O quarto de Jameelah já foi um necrotério; o de Faldilah, um banheiro; e o de Bevil, o consultório médico que ele visitava para receber seu remédio contra o diabetes.

Eles ocuparam um hospital abandonado na Cidade do Cabo, na África do Sul. Foi um protesto contra o que eles consideram ser falha do governo, por não oferecer moradias à população a custos acessíveis.

O fim do apartheid no país trouxe liberdade e direitos políticos para todos. Mas, às vésperas da sétima eleição democrática da África do Sul, a desigualdade persiste em dividir o país.

Em muitos aspectos, a política habitacional do partido do governo, o Congresso Nacional Africano (CNA), reforçou inadvertidamente a geografia do apartheid, em vez de combatê-la.

Ativistas pertencentes a um movimento chamado Reconquiste a Cidade ocuparam o Hospital Woodstock na calada da noite, sete anos atrás.

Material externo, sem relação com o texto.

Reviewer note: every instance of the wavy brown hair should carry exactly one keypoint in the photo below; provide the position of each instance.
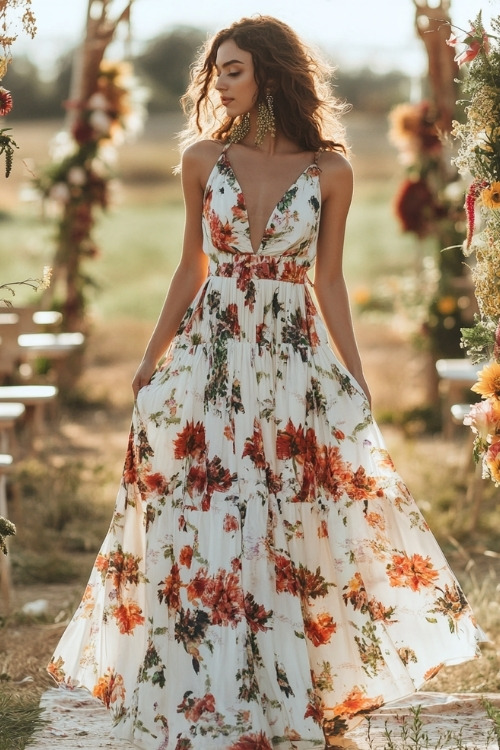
(305, 108)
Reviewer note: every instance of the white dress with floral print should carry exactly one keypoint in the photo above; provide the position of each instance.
(266, 575)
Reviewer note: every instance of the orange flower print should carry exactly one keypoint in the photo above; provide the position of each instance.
(186, 556)
(190, 441)
(355, 592)
(293, 272)
(320, 631)
(356, 702)
(230, 523)
(129, 470)
(375, 520)
(256, 741)
(109, 688)
(128, 615)
(239, 210)
(291, 442)
(155, 483)
(254, 447)
(414, 572)
(194, 708)
(256, 614)
(171, 591)
(55, 668)
(323, 529)
(488, 381)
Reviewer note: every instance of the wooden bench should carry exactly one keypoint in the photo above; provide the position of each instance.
(33, 397)
(6, 463)
(455, 377)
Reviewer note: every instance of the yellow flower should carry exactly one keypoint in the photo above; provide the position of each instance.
(446, 305)
(488, 384)
(490, 196)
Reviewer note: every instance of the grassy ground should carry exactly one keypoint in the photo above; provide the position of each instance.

Seu objetivo foi ocupar imóveis perto do centro da cidade, segundo um dos líderes do movimento, Bevil Lucas.

O acesso a empregos e serviços é fundamental para corrigir os erros causados pela segregação.

"Uma nova forma de apartheid econômico" substituiu as leis racistas que mantinham os negros e as pessoas de cor (como são chamados os cidadãos sul-africanos com herança racial mista) presos na pobreza em bairros distantes da Cidade do Cabo, declarou Lucas à BBC.

"Os pobres e vulneráveis em geral foram empurrados para a periferia da cidade", ele conta. Agora, eles têm o direito de se mudar, mas não conseguem pagar os altos valores de aluguel exigidos pelos incorporadores de imóveis no centro da cidade.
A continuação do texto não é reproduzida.